Il trattamento chirurgico delle forme con aumentata pressione, con l'inserzione di un'anastomosi ventricolo-peritoneale, è risultata efficace, ma presenta numerose complicazioni, delle quali le più importanti sono il blocco dell'anastomosi e l'infezione, la cui comparsa può avvenire anche a distanza di tempo dall'intervento, per cui rappresentano un pericolo che dura tutta la vita. In qualche caso è stata usata la ventricolostomia endoscopica del terzo ventricolo, ma è difficile che essa rappresenti una forma efficace di trattamento, perché nella maggior parte dei casi si tratta di un idrocefalo comunicante.
La furosemide e l'acetazolamide sono usate largamente nel trattamento della dilatazione ventricolare, allo scopo di evitare la necessità di passare all'intervento neuro-chirurgico, ma per questi farmaci non esiste ancora una prova controllata. Nella ricerca che andiamo esponendo, attuata nel Regno Unito, è stata eseguita una prova multicentrica, randomizzata e controllata per dimostrare l'ipotesi che questi farmaci riducano l'incidenza dell'anastomosi, della morte o l'aumento della sopravvivenza a 1 anno senza alterazioni neurologiche (Kennedy CR et al., Pediatrics 108 :597-607, 2001-11-28).
Fra il 1992 e il 1996, 177 lattanti di meno di 3 mesi di età, che avevano un ampiezza ventricolare superiore a 4 mm oltre il 97° centile, successiva a emorragia intraventricolare, furono assegnati a caso o alla terapia standard o alla terapia standard più acetazolamide (100 mg/kg/die) e furosemide (1 mg/kg/die). I neonati che sono entrati nella prova avevano un'età gestazionale media di 28,6 settimane (con un peso intorno a 1.200 g) e un'età postatale media di 3,6 settimane. Il 44% aveva una lesione parenchimali cerebrale all'ECO. La morte o l'applicazione di un'anastomosi liquorale avvenne in 56 degli 88 lattanti che ricevettero i due farmaci, in confronto a 46 sugli 88 che vennero trattati con la semplice terapia standard.
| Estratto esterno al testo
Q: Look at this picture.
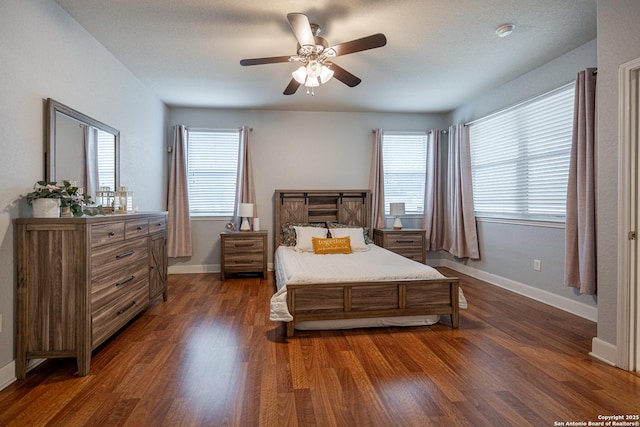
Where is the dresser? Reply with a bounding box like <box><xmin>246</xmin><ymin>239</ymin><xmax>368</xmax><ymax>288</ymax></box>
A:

Nell'81% dei soggetti trattati con i farmaci, a distanza di 1 anno, venne riscontrato una sofferenza dello sviluppo del sistema neuromotore, contro il 66% di quelli che furono trattati con la terapia standard.
Questi risultati suggeriscono che l'uso della acetazolamide e della furosemide nei pretermine con dilatazione ventricolare postemorragica è inefficace nel ridurre la percentuale di soggetti che necessitarono di un intervento di neurochirurgia (shunt ventricolo-peritoneale) e risultò associata a un aumento della morbilità neurologica. Viene concluso che questo trattamento non può essere consigliato.